Show that $$ \begin{aligned} &\mathbf{E}=(1+j j) E_{1} e^{j(\omega t-\alpha o)} \\ &\mathbf{B}=(-1 j+j) \frac{E_{1}}{c} e^{j(\omega t-\alpha t)} \end{aligned} $$ represent a circularly polarised plane wave. (Note that \(j=\sqrt{-1}\), while \(\mathbf{1}, \mathbf{j}\) are the cartesian unit vectors in the \(x\) and \(y\) directions!) If you watch the time variation of the electric field at a fixed position, will the direction of the field rotate in the right-or left-handed sense with respect to the direction of travel \((+z) ?\) If you could take a snapshot of the electric field over space, in which sense would the direction rotate? Repeat these questions for the magnetic field. How would you represent a circularly polarized wave of the opposite handedness? Answer: Left-handed; right-handed; magnetic same as electric; reverse sign of \(j\) in coefficients.

Polarization is a fundamental characteristic of waves that describes the orientation of their oscillations. For electromagnetic waves, including light, this refers to the direction of the electric field's oscillation. There are several types of polarization, such as linear, circular, and elliptical. In linear polarization, the electric field oscillates in a single plane. However, for circular polarization, the electric field rotates in a circular manner as the wave propagates. This creates a helical pattern in the space through which the wave travels.

The key indicator of circular polarization is a constant phase difference between the two perpendicular components of the electric (or magnetic) field. For instance, in a right-handed circularly polarized wave, if you were to look along the direction of wave travel, the electric field vector would rotate clockwise. Conversely, it would rotate counterclockwise for a left-handed wave. Understanding these rotations and the polarization concept are crucial, not just for comprehending the fundamental properties of light, but also for applications such as optical filters and communication systems.

Electromagnetic waves are fascinating phenomena that encompass a wide range of frequencies, from radio waves to gamma radiation. These waves are characterized by their wavelength, frequency, speed, amplitude, and polarization. They travel at the speed of light in a vacuum (\( c \text{, which is approximately } 3 \times 10^8 \text{ meters per second}\)).
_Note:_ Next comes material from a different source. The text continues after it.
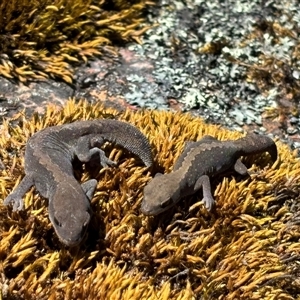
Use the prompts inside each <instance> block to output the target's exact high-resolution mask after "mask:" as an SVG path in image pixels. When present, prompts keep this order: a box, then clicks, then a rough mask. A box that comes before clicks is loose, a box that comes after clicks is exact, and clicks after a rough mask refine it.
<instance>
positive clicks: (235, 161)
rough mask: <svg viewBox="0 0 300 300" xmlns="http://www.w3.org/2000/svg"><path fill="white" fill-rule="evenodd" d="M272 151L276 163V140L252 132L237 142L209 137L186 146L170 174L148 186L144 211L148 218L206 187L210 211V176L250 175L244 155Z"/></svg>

Their transverse nature means that the oscillations of the electric and magnetic fields are perpendicular to the direction of wave travel, as well as to each other. For a wave to be considered circularly polarized, its electric and magnetic field components should rotate with constant amplitude and maintain a consistent phase relationship. This is demonstrated in the textbook exercise, where the electric and magnetic fields of a circularly polarized wave are modeled with their corresponding mathematical representations.
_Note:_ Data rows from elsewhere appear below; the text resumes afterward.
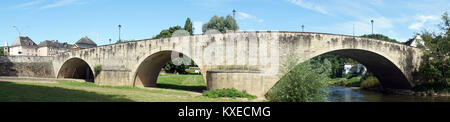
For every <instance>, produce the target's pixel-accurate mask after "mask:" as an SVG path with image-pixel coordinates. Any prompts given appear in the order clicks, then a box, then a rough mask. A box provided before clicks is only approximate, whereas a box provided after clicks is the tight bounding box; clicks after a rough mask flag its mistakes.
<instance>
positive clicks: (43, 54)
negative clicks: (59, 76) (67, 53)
mask: <svg viewBox="0 0 450 122" xmlns="http://www.w3.org/2000/svg"><path fill="white" fill-rule="evenodd" d="M71 46H72V45H69V44H67V43H66V42H65V43H59V42H58V40H56V41H55V40H45V41H43V42H41V43H39V48H38V52H37V53H38V55H39V56H53V55H56V54H58V53H63V52H67V51H69V50H70V48H71Z"/></svg>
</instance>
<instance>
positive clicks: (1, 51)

The concept of phase difference plays a crucial role in the characterization of waves. Phase difference is the offset in the oscillation cycles of two waves or two components of a wave. It is typically measured in radians or degrees. When two components of a wave, such as the x and y components of an electromagnetic wave's electric field, have a phase difference of \( \pm \frac{\pi}{2} \) (or \( \pm 90^\circ \) for degrees), the wave is said to be circularly polarized.

In the provided exercise, the phase difference between the electric and magnetic fields is zero, implying a special condition where the fields could either be linearly polarized or part of a circularly polarized wave depending on their individual orientations and rotation. The significance of phase difference in engineering and physics cannot be understated, as it's critical in the synthesis and analysis of wave behavior in a multitude of applications.

Handedness, or chirality, in polarization refers to the direction in which the electric (or magnetic) field rotates as the wave propagates. The two types of handedness are right-handed and left-handed circular polarization. To determine the handedness of a wave, one can envision looking down along the wave's direction of travel. If the electric field rotates clockwise, the polarization is right-handed; if it rotates counterclockwise, the wave is left-handed.

This concept is particularly important when discussing the interaction of polarized light with materials, as certain substances can distinguish between left and right-handed polarization, a property employed in the fields of chemistry and biology to investigate molecular structures. As demonstrated in the exercise solution, the handedness can be manipulated by adjusting the phase and amplitude of the wave components, allowing for the creation of waves with the desired characteristics.